The school year began like a car crash. The Presocratic philosopher Parmenides denied that change occurs, because he claimed that we cannot think about what-is-not. He had his own reasons for arguing that, but the gaping pit of not in my ribcage begged to differ. I nearly cried when the professor for my majors seminar turned out to be an Englishwoman. It's difficult to say what was the hardest part, whether it was the hour-long commute clashing horribly with muscle memories of pleasant walks to lectures, day-dreaming about the world of trees reflected in silvery grey puddles, or the too long stretches of solitude. You find ways to cope. You even start to coax yourself back into the old moulds. But that doesn't mean that a second can't catch you off guard and leave you in tears.

How do I say this? I don't want to go back. It would be an impossible expectation--I know that now, with my spate of gap year community experiences behind me. The places don't change, or sometimes they do, but the atmosphere is never the same. The particular group of Footlights members who made me laugh til I cried on more than a few Tuesday nights will not be there ever again. The spring weather will probably not be quite so conducive to wet, cool rambles through the Grantchester Meadows, avoiding swans or cyclists depending on the track. The friends I've made will have moved on to other things, and the Americans, at least, will be an ocean away.

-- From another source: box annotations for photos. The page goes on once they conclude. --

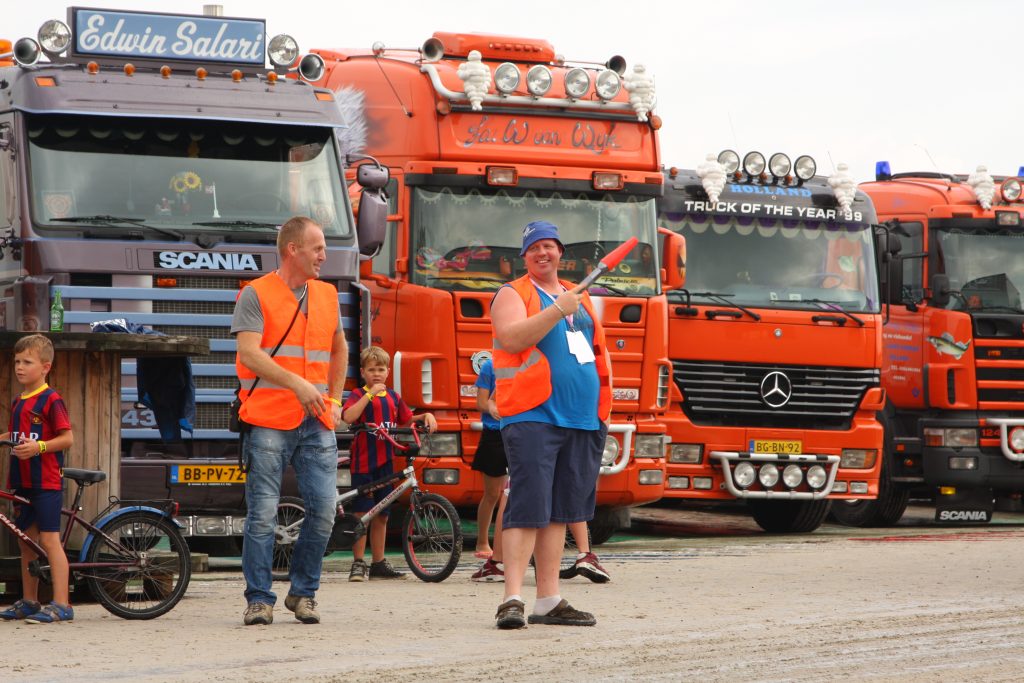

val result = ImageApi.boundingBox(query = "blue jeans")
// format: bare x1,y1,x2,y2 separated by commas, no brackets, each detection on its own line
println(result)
242,417,338,605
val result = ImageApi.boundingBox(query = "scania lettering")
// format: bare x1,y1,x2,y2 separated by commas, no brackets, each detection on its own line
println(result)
317,33,682,541
659,151,883,532
846,162,1024,525
0,7,386,546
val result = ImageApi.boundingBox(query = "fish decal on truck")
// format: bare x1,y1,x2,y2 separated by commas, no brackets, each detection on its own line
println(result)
928,332,971,360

I didn't mean for this to be so unstructured. There is another thought in my head, and I usually try to work from the problem to the hope. But, in spite of the tears and the car crash opening, I feel like I've written all hope and no problems. How to explain? As I peel back the wallpapered shrine of remembered expectations and see the world-in-which-I-live beyond, I discover my wealth. For six months, I gave myself wholeheartedly to the project of remembering and cherishing every second. Even those last fifteen minutes of despair before hitting "send" on essays that I was not proud of: even those were loved in their own way. Who needs photo albums when I have an entire world of sense impressions inside my head? In a moment, I can be sitting on the bench by the library lawn surrounded on three sides by flowering bushes and watching the way the one blackbird flits back and forth from his perch above the old library entrance to the lawn as he calls music to his fellow on the next roof over.

And there is also myself. I am not unchanged, and that person who I've become is still in the process of discovering herself and her place in the world. She has remembered beauty and heartbreak and the way they go together. She is better able to deal with the challenges of philosophy and of engaging with the ideas of others. She knows some things that she wants, she's uncovered some issues that she really cares about. She doesn't know exactly where she's going, but she's going somewhere and that's something to hold on to.

This is not clean or neat. It hurts. It invigorates. It opens up possibilities and closes doors. Is this what it feels like to be alive with your eyes wide open?